Thus, for each grid point

u \in U

, we do a component-wise maximization of

Q (\cdot | \cdot)

. The maximization of (7) with respect to

π_{k} (u)

yields

\begin{matrix} {\hat{π}}_{k}^{(t)} (u) = \frac{\sum_{i = 1}^{n} γ_{i k}^{(t)} (u) K_{h} (x_{i} - u)}{\sum_{i = 1}^{n} K_{h} (x_{i} - u)} \end{matrix}

(8)

The result of maximizing (7) with respect to

m_{k} (u)

and

σ_{k}^{2} (u)

is as follows

\begin{matrix} {\hat{m}}_{k}^{(t)} (u) & = & \frac{\sum_{i = 1}^{n} w_{i k}^{(t)} (u) y_{i}}{\sum_{i = 1}^{n} w_{i k}^{(t)} (u)} \end{matrix}

(9)

\begin{matrix} {\hat{σ}}_{k}^{2 (t)} (u) & = & \frac{\sum_{i = 1}^{n} w_{i k}^{(t)} (u) {(y_{i} - {\hat{m}}_{k}^{(t)} (u))}^{2}}{\sum_{i = 1}^{n} w_{i k}^{(t)} (u)} \end{matrix}

(10)

where

w_{i k}^{(t)} (u) = γ_{i k}^{(t)} (u) K_{h} (x_{i} - u)

. We alternate between these two steps until convergence. After the final iteration of the EM algorithm, the resulting parameter estimates

\hat{ϑ}

can be joined, over all the grid points, to obtain the component functions

{\hat{m}}_{k} (u)

,

{\hat{π}}_{k} (u)

and

{\hat{σ}}_{k}^{2} (u)

for

k = 1, 2, \dots, K

and

u \in U

. The latter can then be interpolated to obtain the functions

{\hat{m}}_{k} (x_{i})

,

{\hat{π}}_{k} (x_{i})

and

{\hat{σ}}_{k}^{2} (x_{i})

for all

i = 1, 2, \dots, n

. The above estimation procedure is summarized in Algorithm 1.

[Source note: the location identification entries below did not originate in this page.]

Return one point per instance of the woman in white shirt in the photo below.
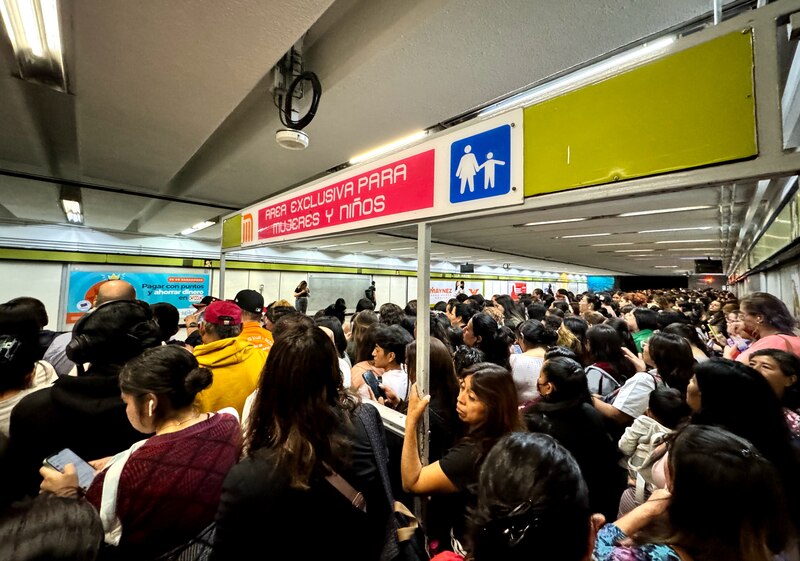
(533, 338)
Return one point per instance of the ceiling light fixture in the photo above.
(684, 241)
(675, 230)
(664, 210)
(342, 244)
(582, 236)
(540, 92)
(706, 249)
(545, 222)
(34, 30)
(197, 227)
(405, 141)
(71, 203)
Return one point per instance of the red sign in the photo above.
(400, 186)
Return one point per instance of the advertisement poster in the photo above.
(442, 291)
(180, 290)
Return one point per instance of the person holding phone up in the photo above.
(169, 485)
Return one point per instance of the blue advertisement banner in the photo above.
(180, 290)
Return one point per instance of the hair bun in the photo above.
(197, 380)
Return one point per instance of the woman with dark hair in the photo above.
(609, 368)
(444, 389)
(530, 490)
(624, 331)
(50, 528)
(84, 413)
(340, 342)
(533, 338)
(487, 406)
(671, 357)
(692, 337)
(725, 501)
(735, 397)
(767, 321)
(365, 328)
(19, 374)
(306, 448)
(513, 314)
(578, 327)
(459, 314)
(391, 314)
(337, 310)
(301, 294)
(781, 370)
(566, 413)
(168, 486)
(642, 322)
(483, 332)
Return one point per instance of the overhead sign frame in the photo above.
(466, 169)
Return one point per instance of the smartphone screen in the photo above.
(372, 382)
(85, 472)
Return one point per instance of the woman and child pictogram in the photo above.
(468, 167)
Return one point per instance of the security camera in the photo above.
(292, 139)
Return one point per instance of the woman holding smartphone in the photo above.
(301, 294)
(167, 486)
(487, 405)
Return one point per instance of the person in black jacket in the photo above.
(566, 413)
(84, 413)
(304, 429)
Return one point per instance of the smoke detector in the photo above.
(292, 139)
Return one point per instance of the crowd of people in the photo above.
(644, 426)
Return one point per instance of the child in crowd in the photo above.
(665, 412)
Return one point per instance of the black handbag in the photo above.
(405, 539)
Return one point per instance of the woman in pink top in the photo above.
(768, 322)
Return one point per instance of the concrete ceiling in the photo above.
(172, 99)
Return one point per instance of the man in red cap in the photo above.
(235, 363)
(252, 306)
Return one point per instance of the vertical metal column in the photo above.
(423, 325)
(221, 275)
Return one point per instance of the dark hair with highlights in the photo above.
(530, 489)
(300, 406)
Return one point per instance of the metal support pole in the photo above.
(222, 275)
(423, 325)
(717, 12)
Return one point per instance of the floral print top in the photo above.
(608, 548)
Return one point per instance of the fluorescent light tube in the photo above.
(405, 141)
(197, 227)
(583, 236)
(664, 210)
(33, 28)
(675, 230)
(684, 241)
(342, 244)
(540, 92)
(564, 221)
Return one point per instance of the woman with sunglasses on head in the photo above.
(565, 412)
(487, 406)
(768, 323)
(723, 501)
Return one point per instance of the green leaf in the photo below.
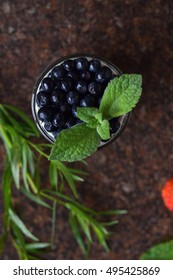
(93, 123)
(32, 246)
(6, 184)
(112, 212)
(24, 163)
(86, 114)
(121, 95)
(99, 117)
(162, 251)
(18, 222)
(103, 130)
(3, 239)
(75, 143)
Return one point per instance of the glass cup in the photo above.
(49, 135)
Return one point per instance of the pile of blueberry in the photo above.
(73, 83)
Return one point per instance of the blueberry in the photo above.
(103, 75)
(85, 75)
(81, 86)
(74, 75)
(49, 126)
(64, 107)
(45, 113)
(47, 84)
(58, 72)
(114, 76)
(94, 65)
(67, 84)
(70, 122)
(114, 125)
(69, 65)
(95, 88)
(43, 98)
(88, 101)
(73, 98)
(57, 96)
(58, 120)
(57, 131)
(57, 84)
(82, 64)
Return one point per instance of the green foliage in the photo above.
(121, 95)
(161, 251)
(75, 144)
(22, 170)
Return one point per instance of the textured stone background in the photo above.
(137, 35)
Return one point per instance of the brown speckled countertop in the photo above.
(137, 35)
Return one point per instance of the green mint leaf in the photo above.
(121, 95)
(86, 114)
(75, 143)
(99, 117)
(103, 130)
(93, 123)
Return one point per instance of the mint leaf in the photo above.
(103, 130)
(121, 95)
(93, 123)
(75, 143)
(86, 114)
(99, 117)
(162, 251)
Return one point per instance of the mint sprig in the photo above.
(75, 143)
(120, 97)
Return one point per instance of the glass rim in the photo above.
(123, 119)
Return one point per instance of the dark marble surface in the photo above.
(129, 174)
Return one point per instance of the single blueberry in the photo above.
(57, 131)
(64, 107)
(85, 75)
(88, 101)
(67, 84)
(114, 125)
(69, 65)
(45, 113)
(73, 98)
(58, 72)
(95, 88)
(74, 75)
(70, 122)
(57, 84)
(57, 96)
(43, 98)
(103, 75)
(49, 126)
(47, 84)
(58, 120)
(81, 86)
(82, 63)
(94, 65)
(114, 76)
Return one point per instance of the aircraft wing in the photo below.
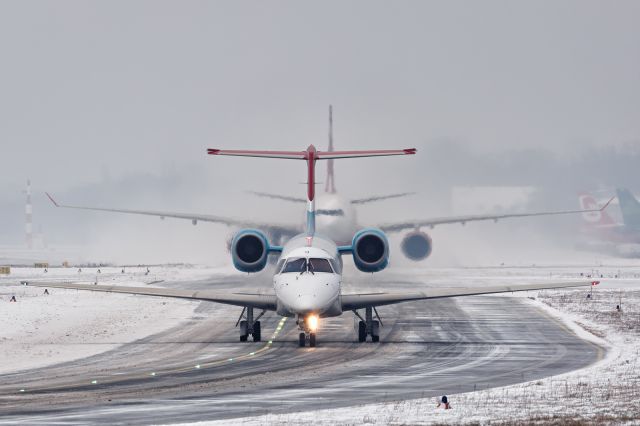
(358, 301)
(194, 218)
(260, 301)
(395, 227)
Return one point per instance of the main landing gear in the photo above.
(367, 326)
(303, 337)
(249, 325)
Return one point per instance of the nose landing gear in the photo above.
(302, 340)
(308, 327)
(367, 326)
(249, 325)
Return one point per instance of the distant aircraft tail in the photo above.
(630, 208)
(594, 217)
(311, 155)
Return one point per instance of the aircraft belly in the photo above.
(300, 296)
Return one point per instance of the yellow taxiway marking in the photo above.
(205, 365)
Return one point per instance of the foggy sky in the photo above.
(116, 102)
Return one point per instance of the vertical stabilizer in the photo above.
(630, 208)
(330, 185)
(28, 226)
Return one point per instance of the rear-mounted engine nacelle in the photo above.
(250, 250)
(416, 245)
(370, 250)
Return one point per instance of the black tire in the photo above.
(362, 332)
(257, 335)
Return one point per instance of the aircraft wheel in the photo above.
(362, 332)
(256, 331)
(375, 331)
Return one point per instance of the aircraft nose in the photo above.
(312, 297)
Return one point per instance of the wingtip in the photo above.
(52, 200)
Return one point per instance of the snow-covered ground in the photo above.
(66, 325)
(607, 392)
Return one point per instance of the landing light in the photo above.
(312, 322)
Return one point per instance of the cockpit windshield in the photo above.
(311, 265)
(319, 265)
(295, 265)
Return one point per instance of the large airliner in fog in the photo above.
(307, 282)
(336, 215)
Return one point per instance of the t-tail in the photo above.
(630, 208)
(311, 155)
(330, 185)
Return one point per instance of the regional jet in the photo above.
(307, 282)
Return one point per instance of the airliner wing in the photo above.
(260, 301)
(359, 301)
(286, 229)
(375, 198)
(395, 227)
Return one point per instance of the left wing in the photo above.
(366, 300)
(194, 218)
(395, 227)
(260, 301)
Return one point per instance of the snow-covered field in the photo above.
(40, 330)
(607, 392)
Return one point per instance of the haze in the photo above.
(115, 103)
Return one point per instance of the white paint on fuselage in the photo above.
(300, 294)
(336, 218)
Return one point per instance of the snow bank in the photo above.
(607, 392)
(66, 325)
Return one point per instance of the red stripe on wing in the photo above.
(298, 155)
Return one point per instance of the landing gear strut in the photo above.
(249, 325)
(367, 326)
(307, 331)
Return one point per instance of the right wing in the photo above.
(194, 218)
(260, 301)
(395, 227)
(366, 200)
(365, 300)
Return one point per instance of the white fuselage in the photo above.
(336, 218)
(301, 292)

Algorithm 1 The EM algorithm for fitting non-parametric mixtures of regression.

Step 1: (Initialization) Provide the initial values for

π_{k}^{(0)} (u)

,

m_{k}^{(0)} (u)

and

σ_{k}^{2 (0)} (u)

for all

u \in U

and

k = 1, 2, \dots, K

.
Step 2: (E-Step) At the

t^{t h}

iteration, use expression (6) to compute the local responsibilities for each grid point

u \in U

.
Step 3: (M-Step) Let

γ_{k}^{(t)} (u) = (γ_{1 k}^{(t)} (u), γ_{2 k}^{(t)} (u), \dots, γ_{n k}^{(t)} (u))

be a vector of local responsibilities at grid point

u \in U

associated with the

k^{t h}

component. Compute

{\hat{π}}_{k} (u)

,

{\hat{m}}_{k} (u)

and

{\hat{σ}}_{k}^{2} (u)

, for each

u \in U

and

k = 1, 2, \dots, K

, using expressions (8)–(10).
Step 4: Alternate between the E- and the M-Step until convergence.

2.2.2. Label-Switching Problem

Note that by independently maximizing each local log-likelihood function via the EM algorithm, the component labels are not guaranteed to match at each grid point [8]. This implies that the estimation procedure, as defined above, might potentially give rise to a label switching type of phenomenon as encountered when fitting Bayesian mixtures [17]. This is because the local responsibilities obtained at a given grid point are bound to be influenced by the local structure of that grid point. This in turn will affect the resulting component labels.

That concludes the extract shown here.